Lubaya legte den Kopf schief. »Glaub's mir – das willst du gar nicht wissen.«
Dirk wollte protestieren, doch da schrie Olowski auf: »Das gibt es doch nicht! Das ist ja Kinah!«
Kapitel 16
Als sie das Ende des Ganges erreichten, schlug ihnen keine Sturmbö entgegen, ja sie spürten noch nicht einmal einen Windstoß oder auch nur einen Luftzug. Olowski trat als Erster in die vor ihnen liegende Grotte. Dirk sah ihm besorgt hinterher. Er hatte keine Ahnung, wo sie sich befanden und ob sie überhaupt in die richtige Richtung gegangen waren, nachdem Olowski Kinah mittels einer der Innenkameras entdeckt hatte. Nach ein paar Schritten blieb Olowski vor einem großen Trümmerstück stehen, einem zersprungenen Felsenfragment. Er legte den Kopf in den Nacken und starrte nach oben.
Dirk folgte seinem Blick mit den Augen.
Die Grotte war nach oben nicht vollständig geschlossen, ganz im Gegenteil. Sie wirkte wie aufgerissen. Riesige, ausgefranste Löcher in der Decke passten zu den Gesteinsbrocken, die überall herumlagen und den Eindruck vermittelten, hier hätte ein Artillerieangriff stattgefunden.
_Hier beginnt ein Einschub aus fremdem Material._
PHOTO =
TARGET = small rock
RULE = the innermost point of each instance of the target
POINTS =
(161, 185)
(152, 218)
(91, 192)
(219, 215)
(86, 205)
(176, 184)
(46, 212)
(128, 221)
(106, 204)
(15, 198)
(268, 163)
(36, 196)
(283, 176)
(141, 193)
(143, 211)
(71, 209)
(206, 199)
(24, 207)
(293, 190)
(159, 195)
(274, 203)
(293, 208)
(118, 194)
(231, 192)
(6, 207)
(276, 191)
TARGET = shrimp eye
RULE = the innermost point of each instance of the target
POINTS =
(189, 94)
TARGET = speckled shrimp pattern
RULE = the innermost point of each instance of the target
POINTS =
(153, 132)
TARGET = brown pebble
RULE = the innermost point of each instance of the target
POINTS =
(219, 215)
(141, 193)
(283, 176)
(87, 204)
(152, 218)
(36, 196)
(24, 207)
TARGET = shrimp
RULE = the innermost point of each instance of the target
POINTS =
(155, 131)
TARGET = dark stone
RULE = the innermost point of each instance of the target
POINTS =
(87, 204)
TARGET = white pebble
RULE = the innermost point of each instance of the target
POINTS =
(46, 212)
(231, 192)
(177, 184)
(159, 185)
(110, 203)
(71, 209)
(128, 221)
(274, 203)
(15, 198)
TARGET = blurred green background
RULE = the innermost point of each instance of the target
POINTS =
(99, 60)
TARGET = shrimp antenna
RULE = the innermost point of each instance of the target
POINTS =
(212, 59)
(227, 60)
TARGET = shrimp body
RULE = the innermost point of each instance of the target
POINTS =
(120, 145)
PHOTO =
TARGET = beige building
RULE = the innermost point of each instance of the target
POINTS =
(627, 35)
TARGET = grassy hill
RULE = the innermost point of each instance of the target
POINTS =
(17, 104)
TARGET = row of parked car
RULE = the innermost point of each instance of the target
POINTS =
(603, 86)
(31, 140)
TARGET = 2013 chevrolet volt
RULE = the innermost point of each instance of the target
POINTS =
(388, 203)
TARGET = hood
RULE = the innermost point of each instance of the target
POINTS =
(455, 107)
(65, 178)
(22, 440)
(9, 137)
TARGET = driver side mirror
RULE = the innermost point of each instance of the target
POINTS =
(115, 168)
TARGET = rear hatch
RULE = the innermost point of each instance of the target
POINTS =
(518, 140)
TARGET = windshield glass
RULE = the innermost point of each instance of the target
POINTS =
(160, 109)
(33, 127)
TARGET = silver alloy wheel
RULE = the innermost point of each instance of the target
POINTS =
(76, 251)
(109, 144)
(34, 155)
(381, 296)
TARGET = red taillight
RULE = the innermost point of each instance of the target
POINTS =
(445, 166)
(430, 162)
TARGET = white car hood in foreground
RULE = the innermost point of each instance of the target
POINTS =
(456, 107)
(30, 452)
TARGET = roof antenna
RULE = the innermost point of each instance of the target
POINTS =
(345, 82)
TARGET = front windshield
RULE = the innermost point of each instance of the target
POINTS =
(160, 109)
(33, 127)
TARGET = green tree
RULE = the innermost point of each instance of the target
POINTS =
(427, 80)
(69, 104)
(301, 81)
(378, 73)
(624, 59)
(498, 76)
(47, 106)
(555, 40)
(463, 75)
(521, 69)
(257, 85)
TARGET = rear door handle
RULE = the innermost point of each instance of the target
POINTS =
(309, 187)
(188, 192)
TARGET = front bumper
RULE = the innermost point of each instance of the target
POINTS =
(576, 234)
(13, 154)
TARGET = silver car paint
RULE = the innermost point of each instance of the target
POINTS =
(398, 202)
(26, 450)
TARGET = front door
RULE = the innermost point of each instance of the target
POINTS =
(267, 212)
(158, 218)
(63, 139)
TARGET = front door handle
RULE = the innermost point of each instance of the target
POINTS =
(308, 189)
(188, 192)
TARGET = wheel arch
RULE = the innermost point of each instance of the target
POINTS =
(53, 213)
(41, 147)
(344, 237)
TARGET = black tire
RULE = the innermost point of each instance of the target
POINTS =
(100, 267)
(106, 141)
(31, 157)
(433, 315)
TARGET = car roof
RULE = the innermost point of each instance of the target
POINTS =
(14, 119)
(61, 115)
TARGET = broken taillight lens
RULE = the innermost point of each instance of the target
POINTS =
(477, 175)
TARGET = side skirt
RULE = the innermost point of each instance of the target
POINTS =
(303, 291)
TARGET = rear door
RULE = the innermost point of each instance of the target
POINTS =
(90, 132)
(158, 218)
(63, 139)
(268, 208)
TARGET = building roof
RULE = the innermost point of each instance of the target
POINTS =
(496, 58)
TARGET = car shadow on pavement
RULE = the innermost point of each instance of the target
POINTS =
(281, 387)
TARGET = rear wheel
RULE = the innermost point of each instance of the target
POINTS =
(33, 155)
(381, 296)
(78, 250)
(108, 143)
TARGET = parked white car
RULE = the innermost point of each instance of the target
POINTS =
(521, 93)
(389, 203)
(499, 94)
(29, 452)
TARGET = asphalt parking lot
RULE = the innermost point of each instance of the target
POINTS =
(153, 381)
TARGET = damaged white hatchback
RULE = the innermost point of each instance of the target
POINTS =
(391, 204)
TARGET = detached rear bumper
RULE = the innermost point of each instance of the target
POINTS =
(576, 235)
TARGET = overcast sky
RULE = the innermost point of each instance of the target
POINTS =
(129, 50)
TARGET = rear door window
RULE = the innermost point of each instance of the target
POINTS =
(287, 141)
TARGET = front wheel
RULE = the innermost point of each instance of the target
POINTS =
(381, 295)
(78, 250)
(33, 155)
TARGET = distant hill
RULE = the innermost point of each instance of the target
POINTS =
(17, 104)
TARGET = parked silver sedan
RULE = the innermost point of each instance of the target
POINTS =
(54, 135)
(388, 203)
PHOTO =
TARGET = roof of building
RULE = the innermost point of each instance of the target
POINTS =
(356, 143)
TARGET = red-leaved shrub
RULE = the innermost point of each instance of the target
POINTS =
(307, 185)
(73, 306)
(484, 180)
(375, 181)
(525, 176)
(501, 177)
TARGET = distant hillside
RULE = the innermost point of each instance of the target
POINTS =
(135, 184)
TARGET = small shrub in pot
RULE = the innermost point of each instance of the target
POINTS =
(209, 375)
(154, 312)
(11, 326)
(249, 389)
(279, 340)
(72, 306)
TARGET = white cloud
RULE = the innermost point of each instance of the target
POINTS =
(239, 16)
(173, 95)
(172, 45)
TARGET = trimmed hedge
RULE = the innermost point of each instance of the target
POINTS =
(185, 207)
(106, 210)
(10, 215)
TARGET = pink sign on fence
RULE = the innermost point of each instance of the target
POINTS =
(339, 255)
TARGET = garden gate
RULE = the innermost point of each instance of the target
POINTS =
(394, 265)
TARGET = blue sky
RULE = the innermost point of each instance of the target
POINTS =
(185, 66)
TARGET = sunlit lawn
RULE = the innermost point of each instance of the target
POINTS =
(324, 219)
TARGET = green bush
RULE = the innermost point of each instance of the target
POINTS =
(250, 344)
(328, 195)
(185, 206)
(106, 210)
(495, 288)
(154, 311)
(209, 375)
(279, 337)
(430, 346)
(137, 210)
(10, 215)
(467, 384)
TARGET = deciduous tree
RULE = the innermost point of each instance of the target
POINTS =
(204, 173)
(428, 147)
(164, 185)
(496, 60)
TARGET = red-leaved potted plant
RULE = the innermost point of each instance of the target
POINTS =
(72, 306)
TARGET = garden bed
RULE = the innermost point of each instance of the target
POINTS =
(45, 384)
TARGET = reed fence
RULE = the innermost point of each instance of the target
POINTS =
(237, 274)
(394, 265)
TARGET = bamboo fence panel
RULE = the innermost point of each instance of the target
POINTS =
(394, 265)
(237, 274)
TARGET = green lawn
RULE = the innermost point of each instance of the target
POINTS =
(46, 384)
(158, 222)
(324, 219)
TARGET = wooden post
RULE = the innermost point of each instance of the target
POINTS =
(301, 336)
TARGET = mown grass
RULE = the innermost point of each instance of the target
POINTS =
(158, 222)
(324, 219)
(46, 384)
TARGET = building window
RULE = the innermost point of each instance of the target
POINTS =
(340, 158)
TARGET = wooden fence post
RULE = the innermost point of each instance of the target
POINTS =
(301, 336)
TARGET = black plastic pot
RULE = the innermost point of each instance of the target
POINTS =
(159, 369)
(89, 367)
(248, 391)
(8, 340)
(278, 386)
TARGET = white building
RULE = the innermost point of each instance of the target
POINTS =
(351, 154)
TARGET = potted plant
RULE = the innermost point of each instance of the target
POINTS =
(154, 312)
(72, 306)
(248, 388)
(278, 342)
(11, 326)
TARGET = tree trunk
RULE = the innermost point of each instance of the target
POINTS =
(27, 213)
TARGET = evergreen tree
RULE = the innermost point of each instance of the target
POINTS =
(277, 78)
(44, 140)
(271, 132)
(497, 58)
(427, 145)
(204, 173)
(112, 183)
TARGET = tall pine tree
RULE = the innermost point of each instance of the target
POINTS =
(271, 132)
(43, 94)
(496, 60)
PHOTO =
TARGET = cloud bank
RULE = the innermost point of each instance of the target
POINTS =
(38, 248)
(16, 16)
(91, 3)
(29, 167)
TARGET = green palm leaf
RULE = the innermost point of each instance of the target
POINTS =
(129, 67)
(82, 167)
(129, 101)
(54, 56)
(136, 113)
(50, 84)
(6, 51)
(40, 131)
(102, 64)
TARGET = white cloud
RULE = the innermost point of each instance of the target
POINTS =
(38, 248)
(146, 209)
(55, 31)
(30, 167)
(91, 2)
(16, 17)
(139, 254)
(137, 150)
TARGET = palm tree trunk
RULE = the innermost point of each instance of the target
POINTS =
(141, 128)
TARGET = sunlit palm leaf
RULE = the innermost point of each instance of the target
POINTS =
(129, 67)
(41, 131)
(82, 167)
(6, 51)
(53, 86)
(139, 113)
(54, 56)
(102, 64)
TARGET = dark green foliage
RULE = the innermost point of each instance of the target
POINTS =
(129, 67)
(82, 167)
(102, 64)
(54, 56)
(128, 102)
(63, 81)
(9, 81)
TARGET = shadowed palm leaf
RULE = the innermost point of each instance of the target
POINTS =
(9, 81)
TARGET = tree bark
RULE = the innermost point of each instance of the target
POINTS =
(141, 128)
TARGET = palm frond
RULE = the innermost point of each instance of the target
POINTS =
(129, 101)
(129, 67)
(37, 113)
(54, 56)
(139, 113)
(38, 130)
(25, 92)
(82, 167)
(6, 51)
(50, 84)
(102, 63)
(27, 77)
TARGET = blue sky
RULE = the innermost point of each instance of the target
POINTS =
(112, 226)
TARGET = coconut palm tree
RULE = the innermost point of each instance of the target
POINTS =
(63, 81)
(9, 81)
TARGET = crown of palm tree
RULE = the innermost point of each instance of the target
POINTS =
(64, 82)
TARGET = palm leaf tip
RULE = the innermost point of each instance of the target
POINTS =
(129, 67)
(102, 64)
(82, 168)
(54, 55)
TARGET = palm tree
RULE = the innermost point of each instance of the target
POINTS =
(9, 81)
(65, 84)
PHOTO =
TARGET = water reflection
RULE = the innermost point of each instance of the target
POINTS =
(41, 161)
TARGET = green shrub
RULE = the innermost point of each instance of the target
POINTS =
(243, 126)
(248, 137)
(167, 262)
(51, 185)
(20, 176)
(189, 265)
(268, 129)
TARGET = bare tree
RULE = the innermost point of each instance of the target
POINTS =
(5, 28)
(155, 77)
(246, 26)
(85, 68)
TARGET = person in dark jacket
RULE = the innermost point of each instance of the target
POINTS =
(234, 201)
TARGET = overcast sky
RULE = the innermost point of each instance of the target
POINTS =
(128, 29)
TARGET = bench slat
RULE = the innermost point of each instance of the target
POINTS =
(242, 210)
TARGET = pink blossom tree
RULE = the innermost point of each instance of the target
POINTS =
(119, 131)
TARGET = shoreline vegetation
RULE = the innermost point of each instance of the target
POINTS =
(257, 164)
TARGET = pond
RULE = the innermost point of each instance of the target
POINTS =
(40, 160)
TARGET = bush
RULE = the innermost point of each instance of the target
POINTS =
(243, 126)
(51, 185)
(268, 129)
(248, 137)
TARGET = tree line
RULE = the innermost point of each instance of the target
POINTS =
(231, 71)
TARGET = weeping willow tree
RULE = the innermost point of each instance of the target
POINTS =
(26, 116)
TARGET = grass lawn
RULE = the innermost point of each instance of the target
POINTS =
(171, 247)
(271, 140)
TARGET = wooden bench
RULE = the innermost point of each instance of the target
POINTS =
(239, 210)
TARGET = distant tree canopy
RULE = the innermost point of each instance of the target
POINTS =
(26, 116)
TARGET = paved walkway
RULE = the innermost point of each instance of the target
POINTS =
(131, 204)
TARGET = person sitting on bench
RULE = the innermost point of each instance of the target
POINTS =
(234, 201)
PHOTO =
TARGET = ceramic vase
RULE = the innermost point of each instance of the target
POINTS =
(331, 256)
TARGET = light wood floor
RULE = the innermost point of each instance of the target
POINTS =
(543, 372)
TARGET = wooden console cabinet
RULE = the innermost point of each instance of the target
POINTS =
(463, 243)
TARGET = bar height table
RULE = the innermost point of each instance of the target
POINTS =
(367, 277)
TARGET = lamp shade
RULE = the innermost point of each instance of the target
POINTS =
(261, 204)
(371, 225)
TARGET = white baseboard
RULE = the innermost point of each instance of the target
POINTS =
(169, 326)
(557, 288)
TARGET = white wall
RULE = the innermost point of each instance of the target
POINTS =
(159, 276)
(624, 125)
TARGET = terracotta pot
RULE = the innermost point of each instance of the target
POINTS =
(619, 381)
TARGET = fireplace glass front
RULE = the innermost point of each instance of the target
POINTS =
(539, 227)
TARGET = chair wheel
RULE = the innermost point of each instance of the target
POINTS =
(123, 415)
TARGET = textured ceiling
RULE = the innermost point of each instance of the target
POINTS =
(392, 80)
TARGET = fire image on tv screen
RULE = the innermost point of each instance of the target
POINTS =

Das Licht, das durch die Lücken und Spalten fiel, warf gezackte, helle Flecken auf den Boden und beleuchtete ein Meer von Splittern, aus dem scharfkantige Felsstücke unterschiedlichster Größe ragten. Dirk fühlte sich, als würde er in das Kuppeldach einer Kathedrale hinaufstarren, das von Bombensplittern getroffen worden war und in sich zusammenzustürzen drohte: winzig und verletzlich, hilflos dem ausgeliefert, was ihn im wahrsten Sinne des Wortes unter sich begraben konnte.
»Meine Güte!«, murmelte Lubaya. »Hier sieht es aus wie nach der Schlacht der alten Götter um die Vorherrschaft über die Welt …«
Olowski blickte immer noch nach oben. »So kann man es auch sehen. Es hätte jedenfalls nicht viel gefehlt, und die ganze Decke wäre heruntergekommen.«
»Das kann auch jetzt noch passieren«, warf Lubaya ein. »Es gibt da eine alte Geschichte aus meiner Heimat. Eine Geschichte aus der Zeit, als die Götter gegeneinander kämpften und Buku beschloss, das Weltendach auf seine Feinde herabstürzen zu lassen. Er rief einen fürchterlichen Sturm herbei, der bis in die entlegensten Winkel der Kuppel fuhr, die sich über die Welt spannte – ohne zu bedenken, dass er damit nicht nur seinen Feinden, sondern auch seinen Verbündeten schaden würde.«
»Ja, es kann böse enden, wenn man Geister ruft, die man nicht unter Kontrolle hat.« Olowski riss sich fast gewaltsam vom Anblick des ramponierten steinernen Daches los. »Nur dass es diesmal nicht die Götter sind, die in ihrem Zorn die Menschen gefährden. Es sind die Menschen selbst.«
»Und ich fürchte, sie sind im Begriff, es zu weit zu treiben«, sagte Lubaya.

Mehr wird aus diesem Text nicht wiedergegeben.